On Tue, May 14, 2024 at 05:18:24AM +0200, Erik Wienhold wrote:
> Parameter $1_2 is taken as $1 because in rule {param} in scan.l we get
> the parameter number with atol which stops at the underscore. That's a
> regression in faff8f8e47f. Before that commit, $1_2 resulted in
> "ERROR: trailing junk after parameter".
Indeed, the behavior of HEAD is confusing. "1_2" means 12 as a
constant in a query, not 1, but HEAD implies 1 in the context of
PREPARE here.
> I can't tell which fix is the way to go: (1) accept underscores without
> using atol, or (2) just forbid underscores. Any ideas?

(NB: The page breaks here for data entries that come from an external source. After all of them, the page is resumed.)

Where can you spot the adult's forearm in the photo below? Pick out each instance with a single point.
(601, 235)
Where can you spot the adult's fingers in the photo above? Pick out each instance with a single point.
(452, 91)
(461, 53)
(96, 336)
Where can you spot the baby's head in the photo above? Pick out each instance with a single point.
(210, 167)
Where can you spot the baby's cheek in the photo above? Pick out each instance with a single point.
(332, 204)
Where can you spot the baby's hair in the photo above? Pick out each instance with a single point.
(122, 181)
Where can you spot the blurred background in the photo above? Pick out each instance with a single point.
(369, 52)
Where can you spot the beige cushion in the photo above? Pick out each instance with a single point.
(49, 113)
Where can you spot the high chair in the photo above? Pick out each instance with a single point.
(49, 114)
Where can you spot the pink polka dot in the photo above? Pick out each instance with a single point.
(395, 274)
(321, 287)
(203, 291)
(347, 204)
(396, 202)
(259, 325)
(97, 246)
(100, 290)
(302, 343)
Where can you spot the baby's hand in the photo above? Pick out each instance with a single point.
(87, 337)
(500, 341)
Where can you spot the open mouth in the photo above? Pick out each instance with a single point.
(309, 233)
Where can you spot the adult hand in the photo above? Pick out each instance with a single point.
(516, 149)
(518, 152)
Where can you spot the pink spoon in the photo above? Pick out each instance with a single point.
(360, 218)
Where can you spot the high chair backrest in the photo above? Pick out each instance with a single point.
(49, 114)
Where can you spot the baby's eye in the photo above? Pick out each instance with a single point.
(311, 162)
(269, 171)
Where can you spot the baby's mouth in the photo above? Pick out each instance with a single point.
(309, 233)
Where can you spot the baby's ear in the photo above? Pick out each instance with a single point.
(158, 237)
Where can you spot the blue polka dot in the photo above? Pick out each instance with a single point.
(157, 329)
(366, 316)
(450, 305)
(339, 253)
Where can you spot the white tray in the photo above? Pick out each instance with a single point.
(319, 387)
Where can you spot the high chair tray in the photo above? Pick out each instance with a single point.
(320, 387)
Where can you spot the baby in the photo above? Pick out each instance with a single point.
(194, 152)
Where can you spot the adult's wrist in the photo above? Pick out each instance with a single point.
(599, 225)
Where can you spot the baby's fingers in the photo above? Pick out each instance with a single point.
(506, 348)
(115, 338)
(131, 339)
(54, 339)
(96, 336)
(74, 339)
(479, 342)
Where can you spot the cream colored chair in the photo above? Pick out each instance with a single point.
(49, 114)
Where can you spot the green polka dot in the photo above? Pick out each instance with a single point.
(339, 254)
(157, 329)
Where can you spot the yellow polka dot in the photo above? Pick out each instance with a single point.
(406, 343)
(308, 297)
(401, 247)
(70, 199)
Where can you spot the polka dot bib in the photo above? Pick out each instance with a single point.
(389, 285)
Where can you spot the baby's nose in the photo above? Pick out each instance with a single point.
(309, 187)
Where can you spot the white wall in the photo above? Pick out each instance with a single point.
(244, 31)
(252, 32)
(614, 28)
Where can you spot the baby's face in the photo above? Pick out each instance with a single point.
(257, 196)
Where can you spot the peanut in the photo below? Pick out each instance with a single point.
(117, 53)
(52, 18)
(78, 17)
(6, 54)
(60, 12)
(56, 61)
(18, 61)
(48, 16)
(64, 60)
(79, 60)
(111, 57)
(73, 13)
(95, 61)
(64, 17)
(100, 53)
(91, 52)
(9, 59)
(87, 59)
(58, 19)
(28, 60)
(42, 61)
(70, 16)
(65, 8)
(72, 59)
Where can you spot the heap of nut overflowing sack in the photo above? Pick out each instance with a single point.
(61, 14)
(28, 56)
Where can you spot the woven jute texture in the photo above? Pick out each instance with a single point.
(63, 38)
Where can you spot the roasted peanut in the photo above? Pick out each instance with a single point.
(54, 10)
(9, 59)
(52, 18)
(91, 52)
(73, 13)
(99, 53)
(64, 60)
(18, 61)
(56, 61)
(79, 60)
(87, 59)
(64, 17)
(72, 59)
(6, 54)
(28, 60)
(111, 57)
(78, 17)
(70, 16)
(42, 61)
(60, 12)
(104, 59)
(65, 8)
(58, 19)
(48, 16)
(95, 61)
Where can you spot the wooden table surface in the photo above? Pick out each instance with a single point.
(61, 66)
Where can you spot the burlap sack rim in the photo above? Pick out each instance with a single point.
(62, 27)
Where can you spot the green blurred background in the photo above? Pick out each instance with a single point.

Does the SQL specification tell anything about the way parameters
should be marked? Not everything out there uses dollar-marked
parameters, so I guess that the answer to my question is no. My take
is all these cases should be rejected for params, only apply to
numeric and integer constants in the queries.
> atol can be replaced with pg_strtoint32_safe to handle the underscores.
> This also avoids atol's undefined behavior on overflows. AFAICT,
> positional parameters are not part of the SQL standard, so nothing
> prevents us from accepting underscores here as well. The attached patch
> does that and also adds a test case.
>
> But reverting {param} to its old form to forbid underscores also makes
> sense. That is:
>
> param \${decdigit}+
> param_junk \${decdigit}+{ident_start}
>
> It seems very unlikely that anybody uses that many parameters and still
> cares about readability to use underscores. But maybe users simply
> expect that underscores are valid here as well.
Adding Dean in CC as the committer of faff8f8e47f, Peter E for the SQL
specification part, and an open item.